В этом он весь, но еще с двух сторон надо его уточнить. Во-первых, не о вовсе чужих и далеких народах мы думаем, когда его ставим, и не о родственниках, не о ближайших соседях; о Западе мыслим, о людях Запада, родных, но и чужих, о тех, что как будто и мы, а все же во многом не мы. Во-вторых, не о том идет речь, что могут они понять, полюбить как свое у писателей наших и, когда в совершенстве осилят язык — у поэтов. Речь идет о любви к тому русскому, что кажется им именно русским, а не своим, и что совсем не совпадает с тем хорошим или очень хорошим, с тем хорошим «вообще», что могут они, вслед за нами или независимо от нас, найти у наших писателей, поэтов, мыслителей, композиторов, художников. То русское, что любят нерусские (когда они его любят), может найтись и там, на высотах, но может сквозить — для них сквозить — и в самой будничной ткани русских обычаев, нравов, привычек, отражаемых литературой даже и не высокого полета, или непосредственно воспринятых, помимо всякого искусства, на улице подобранных, найденных в быту…
* * *
Бывал я нередко, в былые времена, у благоволившею мне, как и другим русским парижанам — Адамовичу, Фельзену — французского писателя, умершего накануне войны (критика, прежде всего), Шарля Дю Боса, человека широкого ума и открытой души. В литературе, в литературах (не одна французская была ему близка) прожил он жизнь. Необычайно любил Чехова. Прочел все, что было переведено, письма, мельчайшие пустячки. То, чего не было по-французски, прочел по-немецки или по-английски. Перечитывал неустанно, восхищался вновь и вновь. Многим у Чехова восхищаюсь и я, но долго не мог я понять ни причин, ни меры — безмерности даже — его восхищения. Постепенно, однако, из разговоров выяснилось, что не искусство Чехова его восхищало, а изображенная Чеховым — без всякого восхищения — русская жизнь. Не вся целиком и не в тех ее чертах, которые Чехов порицал или описывал с грустью, а в тех, которых он вовсе не силился «подмечать»: они сами собой включались в повествование, чье правдоподобие, однако, и впрямь было бы утрачено без них. Черты эти соответствовали, несомненно, характеру чеховского дарования, но были все же сами по себе просто-напросто чертами русской жизни, которые могла бы Дю Босу явить сама чеховская или дочеховская Россия и с которыми могли бы ознакомить его десятки других наших «беллетристов», весьма скромно одаренных и нынче давно забытых. Больше Чехова вот это, русское, полюбил он в Чехове.

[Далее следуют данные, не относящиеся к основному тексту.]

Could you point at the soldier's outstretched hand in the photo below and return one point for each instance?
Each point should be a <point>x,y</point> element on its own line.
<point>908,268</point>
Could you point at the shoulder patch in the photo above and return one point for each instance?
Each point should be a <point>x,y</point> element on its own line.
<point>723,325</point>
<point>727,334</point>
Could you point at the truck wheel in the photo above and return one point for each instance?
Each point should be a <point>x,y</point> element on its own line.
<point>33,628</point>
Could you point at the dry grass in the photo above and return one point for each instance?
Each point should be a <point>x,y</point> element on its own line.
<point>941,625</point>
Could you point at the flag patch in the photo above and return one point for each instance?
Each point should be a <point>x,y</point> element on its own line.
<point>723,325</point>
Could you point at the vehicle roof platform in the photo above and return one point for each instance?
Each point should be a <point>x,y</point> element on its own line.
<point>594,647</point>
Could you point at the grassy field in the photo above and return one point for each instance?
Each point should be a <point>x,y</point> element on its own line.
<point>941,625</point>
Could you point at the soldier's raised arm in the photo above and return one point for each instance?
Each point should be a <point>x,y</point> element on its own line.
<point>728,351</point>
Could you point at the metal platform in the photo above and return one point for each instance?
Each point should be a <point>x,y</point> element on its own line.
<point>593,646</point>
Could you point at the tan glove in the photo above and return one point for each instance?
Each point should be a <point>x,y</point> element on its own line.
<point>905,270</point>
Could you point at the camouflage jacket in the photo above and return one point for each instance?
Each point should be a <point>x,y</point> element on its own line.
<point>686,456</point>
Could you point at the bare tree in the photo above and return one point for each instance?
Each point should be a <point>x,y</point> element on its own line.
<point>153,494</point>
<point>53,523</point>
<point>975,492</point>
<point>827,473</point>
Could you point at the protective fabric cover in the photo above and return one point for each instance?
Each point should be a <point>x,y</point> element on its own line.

Что же именно? Какие это черты? — Отсутствие или непризнание перегородок, твердых преград между людьми. Простота и сердечность — а если бессердечность, то столь же откровенная — отношений между ними. Прямота и безыскусственность чувств, задушевность разговоров. Недоверие и отвращение ко всему эффектному и показному, ко всякой позе и фразе. Несуровость насчет «слабостей» — чужих, а не только своих — и вообще готовность простить более прочная, чем готовность осудить. Это черты чеховских людей, но я думаю, все со мной согласятся, что это и черты очень широкого круга русских людей до Чехова, как и после Чехова, сохранившиеся до сих пор, как у русских за рубежом, как и у многих без сомнения, в нынешней России. Мундиры у нас — всех родов мундиры — расстегивались легко, и не любили у нас «в мундире» ничего, кроме картошки. О людях судили «по человечеству» больше, чем «по закону» или по каким бы то ни было готовым правилам — даже и в Петербурге, который по своей — не такой уж строгой — строгости, по весьма относительной чопорности своей казался не совсем Россией остальной России. Все это, в прибавку к безбрежности страны, создавало то чувство свободы – не правовой, но бытовой, — которое ощущали и западные люди, поселявшиеся у нас не на слишком короткий срок.
Однажды, лет тридцать назад, пожилой француз заговорил со мной в парижском кафе, увидев, что я читаю русскую газету. Только потому заговорил, что захотелось ему лишний раз высказать русскому свою любовь к России. Поехал он туда по каким-то делам, году в девятьсот восьмом, и прожил там два года. Выучился по-русски понимать, но не говорить: «Ведь у вас, в больших городах, и французский знают многие». Больше туда не ездил. Испытывал тоску. «Времена теперь не те. Один мой приятель, промышленник, прожил там четыре года, обзавелся небольшим предприятием. В двадцатых годах с немалым трудом получил визу, поехал… Нет, нет, по стране вашей соскучатся, на предприятие давно махнул рукой. Его выслали. Через год он имущество передал родне; тайно перешел границу. Так и пропал. Не было больше о нем вестей».
— Что же именно так пришлось по вкусу, ему и вам, у нас?
Объяснить это было нелегко. Он все же попытался. Позже я слышал похожее от немцев, итальянцев, англичан. Это сводилось ко все тем же «чеховским» чертам. Простота и свобода в отношениях между людьми. Участливость Теплота. Сказал бы он непременно и одно русское слово, если б его знал, — неверное, зыбкое слово, которое нынче с опаской приходится произносить: задушевность.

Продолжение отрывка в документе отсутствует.